Psalm 5: The Hatred and Love of God

God hates sin

For you are not a God who delights in wickedness;
    evil may not dwell with you.
The boastful shall not stand before your eyes;
    you hate all evildoers.
You destroy those who speak lies;
    the Lord abhors the bloodthirsty and deceitful man.

I spend most of my life downplaying the seriousness of my sins in order to appease my conscience. It is precisely because of this that I need reminders of how God views my acts of rebellion against him. He hates it. He cannot allow it to dwell in His presence. If I claim to walk with God, and yet continue to treat my disobedience as “not that bad” then I offend God and deceive myself. I needed to hear this. Oh how I needed to hear this! I sit far too comfortably with sin and I praise God for reminding me just how serious my sins are.

God hates sinners

The boastful shall not stand before your eyes;
    you hate all evildoers.
You destroy those who speak lies;
    the Lord abhors the bloodthirsty and deceitful man.

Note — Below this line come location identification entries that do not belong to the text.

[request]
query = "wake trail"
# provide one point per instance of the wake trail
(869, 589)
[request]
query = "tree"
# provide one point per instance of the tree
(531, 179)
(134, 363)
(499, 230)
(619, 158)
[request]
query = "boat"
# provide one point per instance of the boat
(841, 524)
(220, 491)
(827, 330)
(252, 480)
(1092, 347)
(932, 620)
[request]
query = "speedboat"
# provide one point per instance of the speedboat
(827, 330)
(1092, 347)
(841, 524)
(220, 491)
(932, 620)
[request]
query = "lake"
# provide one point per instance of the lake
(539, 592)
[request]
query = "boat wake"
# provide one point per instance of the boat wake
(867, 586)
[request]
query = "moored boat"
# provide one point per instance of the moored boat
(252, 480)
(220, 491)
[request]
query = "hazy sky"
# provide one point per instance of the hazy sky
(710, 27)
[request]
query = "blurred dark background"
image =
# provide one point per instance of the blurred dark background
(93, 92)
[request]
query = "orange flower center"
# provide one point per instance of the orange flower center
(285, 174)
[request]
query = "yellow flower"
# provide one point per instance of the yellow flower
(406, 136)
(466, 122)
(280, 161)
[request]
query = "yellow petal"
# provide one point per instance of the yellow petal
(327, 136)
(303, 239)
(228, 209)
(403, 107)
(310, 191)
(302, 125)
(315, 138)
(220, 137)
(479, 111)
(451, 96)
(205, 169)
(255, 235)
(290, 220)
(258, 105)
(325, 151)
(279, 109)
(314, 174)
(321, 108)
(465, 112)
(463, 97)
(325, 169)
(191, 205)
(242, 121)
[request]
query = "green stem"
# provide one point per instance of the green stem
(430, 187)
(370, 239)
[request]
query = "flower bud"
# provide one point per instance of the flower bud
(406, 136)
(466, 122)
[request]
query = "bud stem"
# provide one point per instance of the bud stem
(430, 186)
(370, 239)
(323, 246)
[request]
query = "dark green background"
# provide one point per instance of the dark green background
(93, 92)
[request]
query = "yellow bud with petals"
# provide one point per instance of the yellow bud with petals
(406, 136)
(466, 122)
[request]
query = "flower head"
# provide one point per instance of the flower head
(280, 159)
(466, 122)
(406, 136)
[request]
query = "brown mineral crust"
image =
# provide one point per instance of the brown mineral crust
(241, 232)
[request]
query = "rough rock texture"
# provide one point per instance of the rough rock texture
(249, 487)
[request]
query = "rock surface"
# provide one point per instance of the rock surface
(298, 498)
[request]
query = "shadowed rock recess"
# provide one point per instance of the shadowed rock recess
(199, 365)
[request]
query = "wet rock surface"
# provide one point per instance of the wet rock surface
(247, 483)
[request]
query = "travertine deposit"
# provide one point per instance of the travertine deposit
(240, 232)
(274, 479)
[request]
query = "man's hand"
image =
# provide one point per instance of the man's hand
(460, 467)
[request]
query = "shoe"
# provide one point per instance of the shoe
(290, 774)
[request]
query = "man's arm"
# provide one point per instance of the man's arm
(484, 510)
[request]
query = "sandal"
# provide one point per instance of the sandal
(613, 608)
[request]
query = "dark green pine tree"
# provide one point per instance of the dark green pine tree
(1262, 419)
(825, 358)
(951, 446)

So it turns out that the popular saying “God loves the sinner but hates the sin” is not entirely true. It is not entirely false either but lacks some important qualifications and so has the potential to distort our view of God. We cannot separate our sin from our identity in God’s sight. If I sin then I am a sinner. If I commit murder then I am a murderer. If I commit adultery then I am an adulterer. If I lie then I am a lier. If I slander then I am a slanderer etc. So God’s anger and hatred of all things immoral are justly directed to the sinner as well as the sin. I am the source of all of my evil deeds and God hates me because of this. God is not angry because of the things we do. He is angry because of who we are. Jonathan Edwards gets it right when he says:

“The God that holds you over the pit of Hell, much as one holds a spider, or some loathsome insect, over the fire, abhors you, and is dreadfully provoked; his Wrath towards you burns like fire; he looks upon you as worthy of nothing else, but to be cast into the fire; he is of purer eyes than to bear to have you in his sight; you are ten thousand times so abominable in his eyes as the most hateful venomous serpent is in ours. You have offended him infinitely more than ever a stubborn rebel did his prince…”

I thank God for reminding me of the seriousness of my sinfulness. May I remember it every time I entertain the idea of sin and may it protect me from thinking I am more highly of myself than I should.

God loves sinners

I know that this seems contradictory. How can God love sinners and hate sinners at the same time? The answer is that some of those sinners are His people and, even though they are sinners, he loves them as his own children because he has forgiven them.

So who are God’s people? Here are 5 characteristics of the people of God found in this Psalm:

  • God’s people are those who humbly recognise that it is purely by the love and grace of God that they will be allowed into his presence.

But I, through the abundance of your steadfast love,
    will enter your house.

  • God’s people are those who understand that God deserves our complete obedience and, who fear him enough to turn away from their sins to worship him.

I will bow down towards your holy temple
    in the fear of you.

  • God’s people run to God for refuge from his wrath (among other things) and rejoice over his favour, blessing and protection.

11 But let all who take refuge in you rejoice;
    let them ever sing for joy,
and spread your protection over them,
    that those who love your name may exult in you.
12 For you bless the righteous, O Lord;
    you cover him with favour as with a shield.

  • God’s people long for his teaching and leading in righteousness.

Lead me, O Lord, in your righteousness
    because of my enemies;
    make your way straight before me.

  • God’s people are those who love, trust and seek to obey Jesus. All of the characteristics of God’s people found in this Psalm are now being realised in the Church. All of God’s promises of grace, forgiveness and transformation are now fulfilled in the life, death and resurrection of Jesus. Jonathan Edwards continues…

What would not those poor damned, hopeless souls give for one day’s such opportunity as you now enjoy!

And now you have an extraordinary opportunity, a day wherein Christ has flung the door of mercy wide open, and stands in the door calling and crying with a loud voice to poor sinners; a day wherein many are flocking to him, and pressing into the Kingdom of God; many are daily coming from the East, West, North and South; many that were very lately in the same miserable condition that you are in, are in now an happy state, with their hearts filled with love to Him that has loved them and washed them for their sins in his own blood, and rejoicing in hope of the glory of God.